Stretch your hands as far as they reach, grab all you can grab.

Anyone who sees beauty and does not look at it will soon be poor.

When your neighbor’s horse falls into a pit, you should not rejoice at it, for your own child may fall into it too.

‘I nearly killed the bird.’ No one can eat ‘nearly’ in a stew.

It is a thief that can trace the footsteps of another thief on a rock.

We must blame the thief first before we say that where the owner put her property improper.

You can’t stop a pig from wallowing in the mud.

As there is guilt in innocence, there is innocence in guilt.

A stammerer would eventually say father.

Nobody knows the mysteries which lie at the bottom of the ocean.

Fear a silent man. He has lips like a drum.

The man who has bread to eat does not appreciate the severity of a famine.

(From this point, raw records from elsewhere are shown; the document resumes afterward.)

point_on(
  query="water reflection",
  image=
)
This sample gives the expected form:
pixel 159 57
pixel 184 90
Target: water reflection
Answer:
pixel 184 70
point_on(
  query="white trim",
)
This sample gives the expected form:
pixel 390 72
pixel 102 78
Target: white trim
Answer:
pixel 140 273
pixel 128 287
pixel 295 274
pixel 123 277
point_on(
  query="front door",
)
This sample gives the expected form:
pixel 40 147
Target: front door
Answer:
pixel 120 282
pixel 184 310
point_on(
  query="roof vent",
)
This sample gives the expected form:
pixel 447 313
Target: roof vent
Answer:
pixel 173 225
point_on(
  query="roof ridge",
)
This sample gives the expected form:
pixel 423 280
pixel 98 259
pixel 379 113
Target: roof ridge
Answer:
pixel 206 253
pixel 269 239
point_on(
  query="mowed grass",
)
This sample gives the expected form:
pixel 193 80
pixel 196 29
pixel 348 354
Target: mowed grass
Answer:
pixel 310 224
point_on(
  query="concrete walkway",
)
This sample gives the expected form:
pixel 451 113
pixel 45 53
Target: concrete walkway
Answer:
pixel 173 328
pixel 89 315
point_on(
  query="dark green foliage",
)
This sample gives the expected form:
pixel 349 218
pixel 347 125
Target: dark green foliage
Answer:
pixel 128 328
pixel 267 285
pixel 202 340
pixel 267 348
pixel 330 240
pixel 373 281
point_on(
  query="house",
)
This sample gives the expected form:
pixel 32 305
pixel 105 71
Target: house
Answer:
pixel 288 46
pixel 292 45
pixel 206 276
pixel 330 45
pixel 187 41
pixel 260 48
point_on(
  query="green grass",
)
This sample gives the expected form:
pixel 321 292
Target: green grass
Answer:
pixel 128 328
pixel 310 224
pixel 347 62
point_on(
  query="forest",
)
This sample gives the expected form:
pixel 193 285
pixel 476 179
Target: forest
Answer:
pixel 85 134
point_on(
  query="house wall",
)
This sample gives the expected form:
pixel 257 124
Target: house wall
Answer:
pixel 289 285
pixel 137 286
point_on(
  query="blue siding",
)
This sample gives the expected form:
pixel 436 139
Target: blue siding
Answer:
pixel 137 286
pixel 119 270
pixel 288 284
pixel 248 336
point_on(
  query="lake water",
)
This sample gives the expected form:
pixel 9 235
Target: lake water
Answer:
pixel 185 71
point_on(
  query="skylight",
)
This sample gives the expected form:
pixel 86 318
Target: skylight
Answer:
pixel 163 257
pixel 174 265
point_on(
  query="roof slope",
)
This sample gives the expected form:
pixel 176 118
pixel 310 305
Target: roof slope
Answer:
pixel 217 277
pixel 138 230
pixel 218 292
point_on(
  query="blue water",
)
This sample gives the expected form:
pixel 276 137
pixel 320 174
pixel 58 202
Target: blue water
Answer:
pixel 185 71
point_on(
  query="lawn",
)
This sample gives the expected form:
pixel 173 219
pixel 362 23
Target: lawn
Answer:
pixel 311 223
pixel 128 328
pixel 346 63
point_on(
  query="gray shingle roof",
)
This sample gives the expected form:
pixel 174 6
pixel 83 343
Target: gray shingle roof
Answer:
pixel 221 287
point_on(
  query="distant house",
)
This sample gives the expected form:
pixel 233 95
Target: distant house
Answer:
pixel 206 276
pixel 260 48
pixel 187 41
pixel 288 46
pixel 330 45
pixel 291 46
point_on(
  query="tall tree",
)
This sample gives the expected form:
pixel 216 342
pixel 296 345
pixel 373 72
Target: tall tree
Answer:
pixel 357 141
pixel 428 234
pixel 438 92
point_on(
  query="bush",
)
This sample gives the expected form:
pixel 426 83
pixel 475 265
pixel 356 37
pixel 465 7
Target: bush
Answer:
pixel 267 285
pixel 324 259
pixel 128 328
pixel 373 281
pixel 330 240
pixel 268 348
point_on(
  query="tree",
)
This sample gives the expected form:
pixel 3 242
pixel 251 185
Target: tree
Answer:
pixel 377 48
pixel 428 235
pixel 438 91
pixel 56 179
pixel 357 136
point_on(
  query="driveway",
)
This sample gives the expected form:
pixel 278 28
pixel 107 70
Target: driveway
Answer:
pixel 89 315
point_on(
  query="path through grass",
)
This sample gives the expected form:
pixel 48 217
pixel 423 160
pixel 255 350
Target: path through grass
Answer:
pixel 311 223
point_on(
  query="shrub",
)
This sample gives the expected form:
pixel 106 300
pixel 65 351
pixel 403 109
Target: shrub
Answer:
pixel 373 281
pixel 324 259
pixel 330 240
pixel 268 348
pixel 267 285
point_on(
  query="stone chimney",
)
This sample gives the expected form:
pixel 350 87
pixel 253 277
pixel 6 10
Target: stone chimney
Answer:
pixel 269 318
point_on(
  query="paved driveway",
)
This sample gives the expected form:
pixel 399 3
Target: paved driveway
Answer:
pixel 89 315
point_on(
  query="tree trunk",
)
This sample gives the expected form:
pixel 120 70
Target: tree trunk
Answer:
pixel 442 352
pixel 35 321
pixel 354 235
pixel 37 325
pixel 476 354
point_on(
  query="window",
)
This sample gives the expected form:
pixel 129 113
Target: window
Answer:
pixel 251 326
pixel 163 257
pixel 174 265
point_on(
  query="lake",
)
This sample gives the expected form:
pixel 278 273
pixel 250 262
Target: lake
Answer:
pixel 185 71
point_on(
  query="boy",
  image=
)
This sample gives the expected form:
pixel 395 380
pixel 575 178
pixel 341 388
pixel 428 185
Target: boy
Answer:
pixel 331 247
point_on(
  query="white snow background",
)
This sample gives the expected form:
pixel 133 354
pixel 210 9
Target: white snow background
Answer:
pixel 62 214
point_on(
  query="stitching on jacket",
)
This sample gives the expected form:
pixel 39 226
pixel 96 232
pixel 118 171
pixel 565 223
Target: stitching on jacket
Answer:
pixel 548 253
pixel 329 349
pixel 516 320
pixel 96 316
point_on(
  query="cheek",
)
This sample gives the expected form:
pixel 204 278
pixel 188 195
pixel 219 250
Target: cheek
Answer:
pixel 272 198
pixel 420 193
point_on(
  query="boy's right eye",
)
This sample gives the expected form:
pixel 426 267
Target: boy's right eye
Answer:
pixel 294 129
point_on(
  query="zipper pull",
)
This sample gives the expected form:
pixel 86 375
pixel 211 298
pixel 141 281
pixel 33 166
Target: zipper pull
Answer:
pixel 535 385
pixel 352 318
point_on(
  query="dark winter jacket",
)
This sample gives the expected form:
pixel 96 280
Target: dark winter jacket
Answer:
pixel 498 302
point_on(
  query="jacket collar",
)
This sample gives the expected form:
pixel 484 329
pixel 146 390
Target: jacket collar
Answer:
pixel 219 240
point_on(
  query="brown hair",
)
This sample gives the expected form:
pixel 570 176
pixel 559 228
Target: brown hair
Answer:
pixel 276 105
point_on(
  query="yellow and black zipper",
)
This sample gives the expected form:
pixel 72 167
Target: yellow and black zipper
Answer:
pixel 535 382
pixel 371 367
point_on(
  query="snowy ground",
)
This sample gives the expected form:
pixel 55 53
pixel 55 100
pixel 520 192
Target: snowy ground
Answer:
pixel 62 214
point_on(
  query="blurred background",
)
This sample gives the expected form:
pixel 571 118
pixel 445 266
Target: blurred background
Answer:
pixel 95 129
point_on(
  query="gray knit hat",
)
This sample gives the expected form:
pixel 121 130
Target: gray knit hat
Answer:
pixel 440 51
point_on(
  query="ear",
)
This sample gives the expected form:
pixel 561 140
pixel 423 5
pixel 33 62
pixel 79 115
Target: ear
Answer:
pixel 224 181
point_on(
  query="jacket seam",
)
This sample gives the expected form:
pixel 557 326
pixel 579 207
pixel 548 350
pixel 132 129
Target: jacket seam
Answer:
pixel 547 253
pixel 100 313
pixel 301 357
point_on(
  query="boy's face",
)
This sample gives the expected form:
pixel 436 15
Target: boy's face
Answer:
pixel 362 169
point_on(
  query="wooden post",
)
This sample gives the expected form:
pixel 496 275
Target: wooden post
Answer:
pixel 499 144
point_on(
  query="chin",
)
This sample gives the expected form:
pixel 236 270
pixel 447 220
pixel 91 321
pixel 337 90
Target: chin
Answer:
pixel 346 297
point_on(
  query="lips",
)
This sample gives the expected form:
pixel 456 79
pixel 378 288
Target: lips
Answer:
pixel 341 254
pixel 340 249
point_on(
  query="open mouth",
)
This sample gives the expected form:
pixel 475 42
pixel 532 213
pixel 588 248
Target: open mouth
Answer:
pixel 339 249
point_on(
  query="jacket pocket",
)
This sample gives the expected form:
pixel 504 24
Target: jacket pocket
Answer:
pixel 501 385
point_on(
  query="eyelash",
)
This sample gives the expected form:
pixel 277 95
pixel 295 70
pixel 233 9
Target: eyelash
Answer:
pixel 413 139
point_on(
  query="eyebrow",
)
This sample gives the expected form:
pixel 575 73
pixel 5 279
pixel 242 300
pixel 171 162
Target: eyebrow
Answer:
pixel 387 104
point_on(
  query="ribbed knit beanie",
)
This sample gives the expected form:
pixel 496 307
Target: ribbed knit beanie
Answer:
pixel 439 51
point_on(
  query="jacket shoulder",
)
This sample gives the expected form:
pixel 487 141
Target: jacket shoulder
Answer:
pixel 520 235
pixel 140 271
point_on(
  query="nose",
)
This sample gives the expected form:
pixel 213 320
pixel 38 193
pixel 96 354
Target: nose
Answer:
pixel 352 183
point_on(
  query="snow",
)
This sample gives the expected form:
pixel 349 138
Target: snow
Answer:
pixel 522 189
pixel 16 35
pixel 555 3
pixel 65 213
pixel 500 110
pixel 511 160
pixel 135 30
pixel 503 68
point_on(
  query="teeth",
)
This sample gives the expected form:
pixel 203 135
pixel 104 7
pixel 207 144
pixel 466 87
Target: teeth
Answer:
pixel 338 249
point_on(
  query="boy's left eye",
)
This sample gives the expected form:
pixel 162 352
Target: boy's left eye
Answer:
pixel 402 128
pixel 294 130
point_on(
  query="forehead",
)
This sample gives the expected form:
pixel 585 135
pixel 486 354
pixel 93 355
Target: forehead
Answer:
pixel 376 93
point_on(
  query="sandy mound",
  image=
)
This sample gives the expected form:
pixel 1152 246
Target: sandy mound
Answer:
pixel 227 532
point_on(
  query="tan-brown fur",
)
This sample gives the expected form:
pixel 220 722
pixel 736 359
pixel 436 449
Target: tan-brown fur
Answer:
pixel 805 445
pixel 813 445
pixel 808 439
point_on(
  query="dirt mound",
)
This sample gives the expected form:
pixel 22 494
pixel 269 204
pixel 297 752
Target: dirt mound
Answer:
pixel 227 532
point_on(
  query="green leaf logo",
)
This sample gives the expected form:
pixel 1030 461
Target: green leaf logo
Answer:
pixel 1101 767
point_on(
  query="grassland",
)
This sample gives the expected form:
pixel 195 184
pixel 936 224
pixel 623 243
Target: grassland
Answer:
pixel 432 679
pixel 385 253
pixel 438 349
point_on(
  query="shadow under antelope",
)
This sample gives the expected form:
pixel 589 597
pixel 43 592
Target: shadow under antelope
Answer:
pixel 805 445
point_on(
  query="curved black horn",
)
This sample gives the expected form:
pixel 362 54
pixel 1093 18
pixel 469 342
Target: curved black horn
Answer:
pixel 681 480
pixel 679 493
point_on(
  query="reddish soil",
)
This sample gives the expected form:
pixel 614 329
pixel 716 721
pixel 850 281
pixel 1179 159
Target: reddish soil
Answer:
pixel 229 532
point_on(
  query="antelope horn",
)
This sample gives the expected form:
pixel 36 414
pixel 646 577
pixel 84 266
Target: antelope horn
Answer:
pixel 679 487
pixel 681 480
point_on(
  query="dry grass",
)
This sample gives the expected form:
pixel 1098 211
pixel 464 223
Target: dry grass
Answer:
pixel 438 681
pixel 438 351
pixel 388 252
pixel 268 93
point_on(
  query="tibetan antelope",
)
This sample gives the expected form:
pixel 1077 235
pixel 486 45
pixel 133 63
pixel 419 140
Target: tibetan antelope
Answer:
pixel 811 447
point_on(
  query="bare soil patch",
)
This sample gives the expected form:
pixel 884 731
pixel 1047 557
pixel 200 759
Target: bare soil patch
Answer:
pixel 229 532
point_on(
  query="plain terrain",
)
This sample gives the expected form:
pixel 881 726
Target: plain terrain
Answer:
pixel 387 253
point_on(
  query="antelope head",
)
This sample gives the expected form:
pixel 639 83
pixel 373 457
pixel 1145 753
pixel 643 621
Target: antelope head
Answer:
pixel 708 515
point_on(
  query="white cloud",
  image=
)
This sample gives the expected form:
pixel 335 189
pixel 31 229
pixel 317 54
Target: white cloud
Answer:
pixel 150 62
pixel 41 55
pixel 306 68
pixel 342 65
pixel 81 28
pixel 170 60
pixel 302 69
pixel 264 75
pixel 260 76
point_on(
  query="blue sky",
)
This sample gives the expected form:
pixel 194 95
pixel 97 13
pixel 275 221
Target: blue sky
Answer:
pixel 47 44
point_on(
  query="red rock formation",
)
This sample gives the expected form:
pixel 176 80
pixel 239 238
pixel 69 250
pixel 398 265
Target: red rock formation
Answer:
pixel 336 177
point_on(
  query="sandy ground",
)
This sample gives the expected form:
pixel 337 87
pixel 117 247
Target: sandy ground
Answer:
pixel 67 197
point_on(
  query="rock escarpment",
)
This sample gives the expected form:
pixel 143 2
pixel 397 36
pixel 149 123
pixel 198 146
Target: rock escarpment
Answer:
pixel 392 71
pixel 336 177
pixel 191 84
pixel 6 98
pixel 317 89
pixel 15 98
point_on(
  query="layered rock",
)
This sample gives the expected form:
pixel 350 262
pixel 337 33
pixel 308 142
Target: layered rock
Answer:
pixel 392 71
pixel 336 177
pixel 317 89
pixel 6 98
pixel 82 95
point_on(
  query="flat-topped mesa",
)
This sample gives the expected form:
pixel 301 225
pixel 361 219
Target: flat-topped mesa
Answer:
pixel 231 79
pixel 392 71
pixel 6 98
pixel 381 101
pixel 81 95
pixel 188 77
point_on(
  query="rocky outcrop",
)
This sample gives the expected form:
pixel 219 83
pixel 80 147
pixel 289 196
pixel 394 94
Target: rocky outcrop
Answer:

The hand of the child cannot reach the shelf, nor the hand of the adult get through the neck of the gourd.

Silence is an attribute of the dead; he who is alive speaks.

When the rain falls in the valley, the hill gets angry.

When wood breaks it can be repaired, but ivory breaks forever.

Because friendship is pleasant, we partake of our friend’s entertainment; not because we have not enough to eat in our own house.

A proverb is the horse that can carry one swiftly to the discovery of ideas.

For no man could be blessed without the acceptance of his own head.

One who waits for chance may wait a year.

Gossips always suspect that others are talking about them.

When the white man is about to leave a garden for good, he wrecks it.

Ashes always fly back in the face of him who throws them.

Those who die through ignorance are many; those who die because they are intelligent are few.

You cannot shave a man’s head in his absence.

The person who forgives gains a victory in the dispute.

Where you will sit when you are old shows where you stood in youth.

A great affair covers up a small matter.

As long as there are lice in the seams of the garment there must be bloodstains on the fingernails.

The bell rings loudest in your own home.

You must be willing to die in order to live.

What you give you get ten times over.

If you don’t sell your head, no one will buy it.

He who throws a stone in the market will hit his relative.

After we fry the fat, we see what is left.

Work is the medicine for poverty.

The butterfly that brushes against thorns will tear its wings.

If you damage the character of another, you damage your own.

If we stand tall it is because we stand on the backs of those who came before us.